Kamis, 26 Juli 2012

Nyanyian Cinta 3

“Oh siapakah yang mengambil bukuku? Untuk apa?”

Ia coba beranikan bertanya pada seorang mahasiswa yang biasa menjaga masjid. 

Mahasiswa itu tersenyum dan berkata “Mari ikut saya!”
Mahasiswa itu mengajaknya masuk ke ruang pengurus. Lalu mengambil sesuatu di rak. Sebuah buku.
“Inikah bukumu itu?”
“Benar.” Jawabnya dengan penuh suka cita.
“Ambilah, Saudaraku. Apapun yang berada di rumah Allah ini insya Allah aman.”
Ia sangat bahagia saat itu. Benar-benar bahagia. Ia seperti terlepas dari kesulitan besar. 

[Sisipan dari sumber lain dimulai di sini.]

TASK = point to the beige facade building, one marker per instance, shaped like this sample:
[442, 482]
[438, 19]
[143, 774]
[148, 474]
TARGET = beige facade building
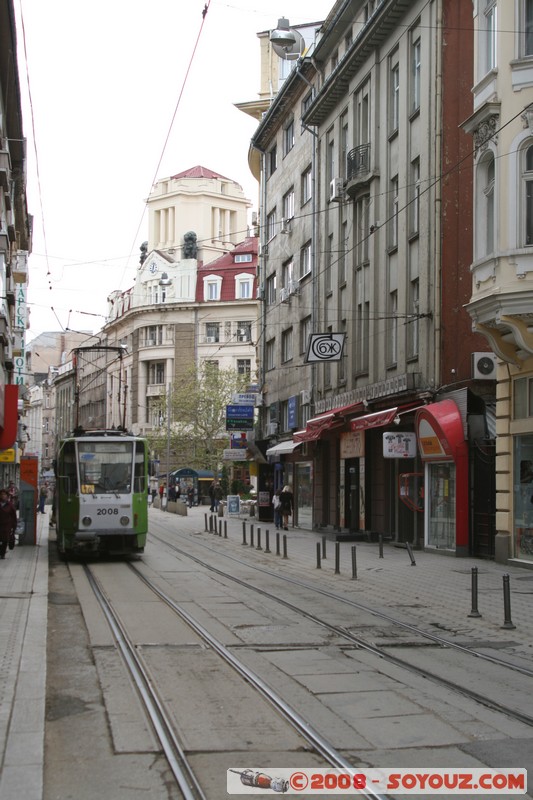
[502, 266]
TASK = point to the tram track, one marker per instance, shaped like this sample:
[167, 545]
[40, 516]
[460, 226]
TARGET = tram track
[383, 653]
[155, 708]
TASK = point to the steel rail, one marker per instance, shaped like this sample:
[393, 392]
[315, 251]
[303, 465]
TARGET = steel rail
[176, 758]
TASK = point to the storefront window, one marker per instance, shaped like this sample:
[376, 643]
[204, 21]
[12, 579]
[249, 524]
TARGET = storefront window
[304, 494]
[523, 497]
[441, 506]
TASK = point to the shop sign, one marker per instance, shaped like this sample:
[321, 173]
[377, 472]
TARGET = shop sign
[399, 445]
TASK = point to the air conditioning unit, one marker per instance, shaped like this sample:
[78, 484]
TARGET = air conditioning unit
[483, 366]
[294, 287]
[336, 190]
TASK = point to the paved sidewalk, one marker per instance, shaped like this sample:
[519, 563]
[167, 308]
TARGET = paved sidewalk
[23, 631]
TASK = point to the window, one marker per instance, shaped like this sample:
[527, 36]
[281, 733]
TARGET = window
[286, 345]
[243, 286]
[212, 287]
[414, 205]
[305, 332]
[271, 289]
[394, 111]
[393, 213]
[528, 195]
[244, 331]
[415, 74]
[269, 354]
[307, 187]
[244, 366]
[212, 332]
[287, 273]
[271, 161]
[288, 204]
[288, 137]
[271, 225]
[156, 372]
[305, 259]
[491, 32]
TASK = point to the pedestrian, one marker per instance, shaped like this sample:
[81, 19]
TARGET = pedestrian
[276, 502]
[43, 494]
[217, 495]
[286, 501]
[8, 522]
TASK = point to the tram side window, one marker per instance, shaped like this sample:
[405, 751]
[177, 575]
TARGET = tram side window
[68, 475]
[140, 476]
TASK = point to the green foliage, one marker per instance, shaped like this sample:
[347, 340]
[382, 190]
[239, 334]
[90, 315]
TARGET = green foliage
[197, 429]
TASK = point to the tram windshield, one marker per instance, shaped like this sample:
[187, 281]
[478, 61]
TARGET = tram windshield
[105, 467]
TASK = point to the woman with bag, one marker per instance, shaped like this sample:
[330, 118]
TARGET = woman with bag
[8, 523]
[286, 500]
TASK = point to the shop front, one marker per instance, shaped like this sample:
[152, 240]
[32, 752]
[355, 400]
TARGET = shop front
[444, 451]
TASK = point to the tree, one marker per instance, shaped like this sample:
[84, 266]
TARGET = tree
[197, 433]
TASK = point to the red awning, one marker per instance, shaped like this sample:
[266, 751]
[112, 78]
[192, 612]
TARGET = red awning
[440, 431]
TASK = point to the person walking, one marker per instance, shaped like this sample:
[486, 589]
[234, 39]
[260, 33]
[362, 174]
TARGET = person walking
[286, 499]
[8, 522]
[276, 502]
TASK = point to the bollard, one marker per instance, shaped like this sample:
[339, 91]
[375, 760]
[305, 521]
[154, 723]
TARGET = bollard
[354, 563]
[474, 612]
[507, 604]
[411, 556]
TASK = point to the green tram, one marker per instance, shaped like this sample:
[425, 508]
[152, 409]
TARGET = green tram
[101, 493]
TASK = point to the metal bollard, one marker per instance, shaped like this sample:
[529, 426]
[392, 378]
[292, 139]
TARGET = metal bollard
[411, 556]
[354, 563]
[474, 612]
[508, 623]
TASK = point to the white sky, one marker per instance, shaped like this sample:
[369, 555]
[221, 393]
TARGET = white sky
[105, 80]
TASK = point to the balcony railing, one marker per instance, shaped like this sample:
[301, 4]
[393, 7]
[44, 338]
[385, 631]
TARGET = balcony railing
[358, 161]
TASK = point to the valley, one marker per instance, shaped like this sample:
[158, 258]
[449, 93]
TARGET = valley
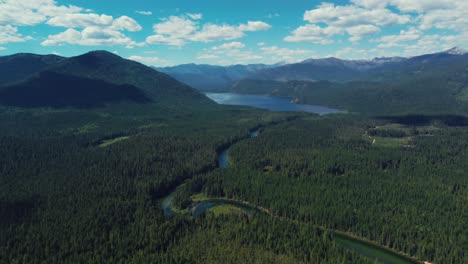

Saat ia memegang kembali bukunya ia merasa menjadi orang paling bahagia diatas muka bumi ini.
Ia berharap pemilik tas itu juga akan merasakan hal yang sama.

* * *



Hari berikutnya ia kembali kuliah. Dengan semangat. Dan seperti biasa mampir di masjid Ramsis untuk shalat Ashar. Usai shalat, pengurus masjid mengumumkan bahwa kemarin ditemukan tas hitam itu tergantung di kamar kecil. Jika ada yang merasa memiliki boleh menghubungi imam.
Ia mafhum bahwa pemilikinya belum mengambilnya. Namun ia sangat lega, dengan mendengar pengumum itu ia jadi sangat yakin bahwa orang-orang masjid sangat bisa dipercaya, sangat bisa diandalkan keamanahannya.

Usai shalat, ia bergegas ke kontrakannya. Ia ingin menggelar dagangan bukunya. Bakda Maghrib ada pengajian Syaikh Sya’rawi. Biasanya jamaah membludak. Semoga di antara mereka ada yang berminat membeli buku dagangannya, terutama buku-buku yang ditulis Syaikh Sya’rawi yang dikenal sangat merakyat dan dalam ilmunya.
Begitu sampai kontrakan. Ia langsung mandi. Cepat sekali. Ganti pakaian. Pakai minyak wangi pemberian Rahmi, teman karibnya satu kampus yang suka jual minyak. Dua kardus besar ia letakan di kedua bahunya. Sebuah tikar plastik ia selipkan antara kardus dan kepalanya. 

Terasa sangat berat. Tapi inilah hidup. Inilah jihad. Dan jika sudah terbiasa jadi terasa ringan-ringan saja.
Ia turuni tangga. Sebab kamarnya ada di lantai tiga.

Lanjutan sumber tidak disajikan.